Он присел рядом и расстегнул ворот своей рубашки. На его шее висел медный крестик.
- Я был в церкви. Я крестился. И тебе надо. Я говорил с настоятелем, что ты больна и не можешь прийти. Он сказал, что будет молиться за спасение твоей души. А вот это он передал тебе, - сказал Ермола и достал из кармана что-то завёрнутое в платок.
В платке был крестик для Матильды.
- Это и есть то, что ты обещал придумать?
- Надень, - попросил её Ермола. - Давай я тебе помогу.
- А как же наши коммунистические идеалы? - слабо возразила Матильда.
- Какие идеалы?! Сто лет ты им нужна! Ты одной ногой в могиле. Плюнь и навсегда забудь. Может, там нам всё простится.
- Разве мы в чём-то виноваты?
- Да.
- В чём же?
- В том, что отравили души себе и отравляли души другим.
Матильда надела крестик. Она не могла не верить Ермоле.
В феврале Матильда умерла. У груди в мёртвой руке она держала свой партбилет. Крестик с порванной цепочкой валялся на полу у кровати.

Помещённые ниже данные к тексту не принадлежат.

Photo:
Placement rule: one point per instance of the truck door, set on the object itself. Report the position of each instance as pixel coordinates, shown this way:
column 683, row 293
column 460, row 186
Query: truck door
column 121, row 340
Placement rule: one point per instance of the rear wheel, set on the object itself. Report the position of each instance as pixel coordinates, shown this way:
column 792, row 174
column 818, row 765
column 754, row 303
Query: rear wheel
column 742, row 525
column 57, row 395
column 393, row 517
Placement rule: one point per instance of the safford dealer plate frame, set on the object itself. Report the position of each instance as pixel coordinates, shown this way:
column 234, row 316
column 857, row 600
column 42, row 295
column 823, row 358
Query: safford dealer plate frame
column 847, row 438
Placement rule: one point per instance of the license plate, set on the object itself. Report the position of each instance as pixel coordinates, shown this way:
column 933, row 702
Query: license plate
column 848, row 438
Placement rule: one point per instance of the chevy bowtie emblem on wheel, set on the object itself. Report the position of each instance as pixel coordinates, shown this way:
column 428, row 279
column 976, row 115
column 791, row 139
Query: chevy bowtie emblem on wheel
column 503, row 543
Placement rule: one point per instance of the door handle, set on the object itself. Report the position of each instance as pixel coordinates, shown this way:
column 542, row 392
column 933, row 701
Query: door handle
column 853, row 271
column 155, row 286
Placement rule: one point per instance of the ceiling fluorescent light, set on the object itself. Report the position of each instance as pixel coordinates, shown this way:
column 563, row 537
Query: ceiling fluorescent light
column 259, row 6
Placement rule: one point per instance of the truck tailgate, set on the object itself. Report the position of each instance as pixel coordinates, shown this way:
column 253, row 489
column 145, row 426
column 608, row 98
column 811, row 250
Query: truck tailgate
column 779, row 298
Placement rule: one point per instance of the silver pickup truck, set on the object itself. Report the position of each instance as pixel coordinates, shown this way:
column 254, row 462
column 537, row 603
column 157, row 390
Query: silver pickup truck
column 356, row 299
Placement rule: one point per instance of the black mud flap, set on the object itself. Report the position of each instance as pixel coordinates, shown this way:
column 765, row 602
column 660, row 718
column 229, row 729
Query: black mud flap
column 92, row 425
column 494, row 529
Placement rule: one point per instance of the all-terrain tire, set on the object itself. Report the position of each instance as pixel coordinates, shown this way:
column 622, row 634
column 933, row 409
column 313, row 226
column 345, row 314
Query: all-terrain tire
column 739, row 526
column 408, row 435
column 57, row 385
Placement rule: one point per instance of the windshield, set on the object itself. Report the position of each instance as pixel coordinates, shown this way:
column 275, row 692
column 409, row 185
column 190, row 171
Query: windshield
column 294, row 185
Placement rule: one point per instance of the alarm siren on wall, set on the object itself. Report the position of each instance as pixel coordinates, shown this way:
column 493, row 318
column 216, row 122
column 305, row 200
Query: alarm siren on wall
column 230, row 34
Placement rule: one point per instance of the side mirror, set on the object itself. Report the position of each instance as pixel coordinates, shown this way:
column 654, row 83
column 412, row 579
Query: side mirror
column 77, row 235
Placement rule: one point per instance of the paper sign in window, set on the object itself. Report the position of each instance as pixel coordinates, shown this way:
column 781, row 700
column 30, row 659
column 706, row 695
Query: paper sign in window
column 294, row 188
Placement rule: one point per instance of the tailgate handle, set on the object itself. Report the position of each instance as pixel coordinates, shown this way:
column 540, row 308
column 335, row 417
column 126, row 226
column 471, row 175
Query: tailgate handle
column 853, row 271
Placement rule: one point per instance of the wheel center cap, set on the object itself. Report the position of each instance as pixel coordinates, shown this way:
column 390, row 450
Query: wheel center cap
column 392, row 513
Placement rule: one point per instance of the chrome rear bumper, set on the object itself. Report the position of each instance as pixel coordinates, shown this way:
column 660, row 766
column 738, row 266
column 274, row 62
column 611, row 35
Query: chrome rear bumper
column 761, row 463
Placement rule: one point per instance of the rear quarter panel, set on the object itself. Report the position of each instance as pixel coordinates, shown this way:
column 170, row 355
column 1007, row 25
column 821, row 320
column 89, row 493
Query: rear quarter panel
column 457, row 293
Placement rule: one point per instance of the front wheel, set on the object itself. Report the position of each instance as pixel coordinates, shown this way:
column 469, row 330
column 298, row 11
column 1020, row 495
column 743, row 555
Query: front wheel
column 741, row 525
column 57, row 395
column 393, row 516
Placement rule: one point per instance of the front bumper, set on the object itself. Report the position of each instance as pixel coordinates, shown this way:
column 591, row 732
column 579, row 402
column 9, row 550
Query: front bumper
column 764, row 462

А Ермола умер весной. Нет, он не болел. Он просто перестал разговаривать и есть. Свой крестик он выбросил в унитаз Дома. "Всю жизнь я чего-то боялся. Тени своей боялся. Что осталось от прожитой жизни? Остался стыд перед самим собой".
Чувство страха накинуло на свои плечи куцую телогрейку, обуло на больные ноги стоптанные гулаговские кирзачи, закинуло на плечо тощий "сидор", и подалось вон из Ермолиной души, искать для себя новое место. На Руси мест для страха много. Ему всегда найдётся, где приткнуться. Слабые души - это его пристанище. Зальёшь глаза, упадёшь под забором, а тут глядь - и вошёл он в тебя. Утром со страхом тяжело подниматься. Как со страхом ПОДНЯТЬСЯ ? А боязнь у стариков одна - это боязнь завтрашнего дня. Говорят, боязнь эта страшнее ночного визита "энквэдэшников" в 37-м. Нищета страшнее этой сволочи.
Эпилог:
Сын похоронил Ермолу рядом с Матильдой. Перед смертью Ермола был уверен, что Господь никогда не сведёт их ТАМ. Однако дед ошибался. Прощение Господне есть! Встретились они на Небесах, взялись за руки, и жизнь у них теперь Небесная, то есть не сраная.
А на Земле "срань" никуда не спрячешь, хоть совершай Октябрьскую Революцию, хоть побеждай Гитлера, хоть "демократию" с понедельника объявляй. Срань, она всегда - говно!